¿Que qué es Cali después de ser Cali?
Foto Edwin Gómez
Cali sigue y seguirá siendo Cali, lo demás es puro cuento.
Por Catalina Ordóñez.
Cali, a pesar de vivir en constante cambio como toda ciudad, nunca dejará de tener gente que se encargue de no olvidar su historia.
Hace poco leí un artículo de revista en cuyo encabezado se preguntaban qué era Cali ahora que muchas modas, cambios culturales, sociales y económicos han invadido la ciudad. En ese sentido planteaban que Cali no era el mismo Cali de los abuelos ni el de la infancia de la autora. Aquella reflexión me hizo cuestionar largo rato llegando a concluir que la autora tiene algo de razón de una manera parcial. Y digo parcial porque Cali, a pesar de vivir en constante cambio como toda ciudad, nunca dejará de tener gente que se encargue de no olvidar su historia.
“Pues claro que todo cambia”, porque el universo y todo cuanto vive en él siguen esta lógica natural. Más aún, una ciudad, que es la suma de un conglomerado de personas viviendo al ritmo acelerado del sistema capital en medio de un cúmulo de estructuras de ladrillo y cemento.
Se compra y se vende todo, hasta el alma, y los medios de comunicación son el mejor recurso para maquinar esta dinámica infinita de consumo. Y es en esta dinámica donde entran a jugar y a imponerse en un grupo social, lo que es cultura y lo que no es.
Las ciudades cambian, no solo cada decenio, sino cada minuto. Cali como ciudad principal es un núcleo social donde confluyen personas de muchos lugares del país, y sobre todo ahora que con el tema del desplazamiento, la ciudad está más llena de chocoanos, caucanos, o antioqueños que de caleños.
A estas constantes inmigraciones, que implican cambios sociales, se le añaden las modas foráneas, que hoy más que nunca consiguen atraer al público joven.
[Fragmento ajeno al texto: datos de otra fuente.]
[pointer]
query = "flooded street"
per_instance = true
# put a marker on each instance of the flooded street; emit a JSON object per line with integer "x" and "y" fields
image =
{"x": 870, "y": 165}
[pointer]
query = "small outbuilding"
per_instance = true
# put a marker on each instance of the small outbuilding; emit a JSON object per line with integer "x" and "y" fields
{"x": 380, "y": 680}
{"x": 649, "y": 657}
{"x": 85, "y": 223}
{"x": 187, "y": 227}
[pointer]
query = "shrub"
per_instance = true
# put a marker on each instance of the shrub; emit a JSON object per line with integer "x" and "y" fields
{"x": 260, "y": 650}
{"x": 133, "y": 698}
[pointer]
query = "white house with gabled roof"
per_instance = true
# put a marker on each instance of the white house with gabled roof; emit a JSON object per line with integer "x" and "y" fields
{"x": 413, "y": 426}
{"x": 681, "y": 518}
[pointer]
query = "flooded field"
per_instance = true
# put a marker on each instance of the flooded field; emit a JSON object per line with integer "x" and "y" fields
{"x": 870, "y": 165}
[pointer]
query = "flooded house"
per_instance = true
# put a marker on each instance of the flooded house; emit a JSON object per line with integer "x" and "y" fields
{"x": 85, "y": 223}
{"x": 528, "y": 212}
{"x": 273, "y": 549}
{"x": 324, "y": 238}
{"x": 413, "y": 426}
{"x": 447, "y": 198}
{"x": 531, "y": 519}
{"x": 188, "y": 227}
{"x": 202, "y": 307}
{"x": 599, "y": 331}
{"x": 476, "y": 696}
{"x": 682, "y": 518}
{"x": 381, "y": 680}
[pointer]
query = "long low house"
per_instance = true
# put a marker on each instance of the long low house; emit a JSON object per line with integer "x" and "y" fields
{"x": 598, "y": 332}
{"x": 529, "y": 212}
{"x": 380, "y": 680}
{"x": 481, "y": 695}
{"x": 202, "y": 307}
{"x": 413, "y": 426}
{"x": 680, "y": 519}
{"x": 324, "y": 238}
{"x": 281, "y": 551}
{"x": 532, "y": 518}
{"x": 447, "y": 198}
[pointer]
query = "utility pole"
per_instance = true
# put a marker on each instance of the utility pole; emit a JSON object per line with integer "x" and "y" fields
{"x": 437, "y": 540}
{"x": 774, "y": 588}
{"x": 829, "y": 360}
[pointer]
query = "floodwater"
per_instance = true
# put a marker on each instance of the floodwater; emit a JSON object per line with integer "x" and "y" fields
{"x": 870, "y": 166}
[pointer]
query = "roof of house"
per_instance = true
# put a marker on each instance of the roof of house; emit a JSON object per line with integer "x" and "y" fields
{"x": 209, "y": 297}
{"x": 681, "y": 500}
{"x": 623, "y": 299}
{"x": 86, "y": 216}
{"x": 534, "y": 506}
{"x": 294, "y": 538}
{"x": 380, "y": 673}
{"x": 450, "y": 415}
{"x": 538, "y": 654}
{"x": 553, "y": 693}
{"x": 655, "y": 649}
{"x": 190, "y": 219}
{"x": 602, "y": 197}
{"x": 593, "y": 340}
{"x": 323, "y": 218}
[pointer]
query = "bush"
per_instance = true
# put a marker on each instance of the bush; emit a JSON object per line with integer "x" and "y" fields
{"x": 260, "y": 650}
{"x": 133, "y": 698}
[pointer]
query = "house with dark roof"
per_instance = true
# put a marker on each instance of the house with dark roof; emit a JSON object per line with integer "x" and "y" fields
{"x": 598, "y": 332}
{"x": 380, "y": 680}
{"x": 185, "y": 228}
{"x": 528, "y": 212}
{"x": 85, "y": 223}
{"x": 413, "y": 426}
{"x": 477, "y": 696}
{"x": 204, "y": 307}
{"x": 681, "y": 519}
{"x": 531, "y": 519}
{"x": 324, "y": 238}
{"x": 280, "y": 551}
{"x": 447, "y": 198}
Aquellos factores como otros, han hecho de la ciudad un mar de retazos sincréticos.
La música, por ejemplo, ya no es la salsa, sino el Ragaetton, eso dicen muchos. Es cierto, pero esta es una realidad también de muchas ciudades. Sin embargo, lo bueno es que a Cali por ahora no le faltan caleños de los años 50, 60 y 70, que aún viven en su bella anacronía, bailando y cantando a los grandes de la vieja salsa.
De manera que si cada fin de semana oímos hasta el cansancio en todo los bares las desgastadas líricas del Ragaetton, que ya nos suenan todas igual, hay lugares perdidos en algún garaje de barrio popular donde mucha gente sigue oyendo verdadera SALSA que viene de olvidados pero grandiosos long plays.
Cuando mi abuelo me contó la historia de Cali, estaba yo pequeña de estatura, lo recuerdo, sentí que podía tocar el pasado en las palabras de este hombre hoy nonagenario, que llegó a trabajar en el departamento de telégrafos y en la contraloría de Cali allá en 1948. Digo esto porque la Cali que queremos, y muchos estarán de acuerdo, se encuentra entre el pasado, su desafortunado pero esperamos que también pasajero presente, y el futuro que se avizora como bueno, eso aspiramos.
Cali seguirá siendo Cali porque nunca perderá su historia, y mientras esto suceda, no dejarán de hacerse macetas de azúcar, ni dejarán de nombrarse personajes como Jovita, hoy puesta muy de moda, pero desde hace que nacimos la estamos oyendo, en boca de las abuelas que le decían a uno, cuando de pequeños nos pintábamos y poníamos cien pulseras, “quítese eso que parece Jovita”.
Nunca conocí el real funcionamiento del servicio drive thru de los restaurantes de comida rápida como Tropicana, pero me contaron mis padres cómo era en los sesenta. Por eso, siempre que paso por Tropicana recuerdo sus historias, y les tengo cariño, porque sé que no hay ninguna Tropicana en otra parte del mundo, como un Mac Donalds igualito en Hong Kong o en Nueva York.
Sí, es cierto que hoy la moda es el centro comercial Palmetto, cuando ayer lo fue Sears en el centro comercial del norte y en una avenida Sexta, hoy tristemente invadida por fritanguerías y grilles con pantallas futboleras. Pero las cosas cambian, aunque la historia sigue viviendo y nutriéndose plenamente, mientras no nos llegue el alzaimer, en nuestra memoria colectiva.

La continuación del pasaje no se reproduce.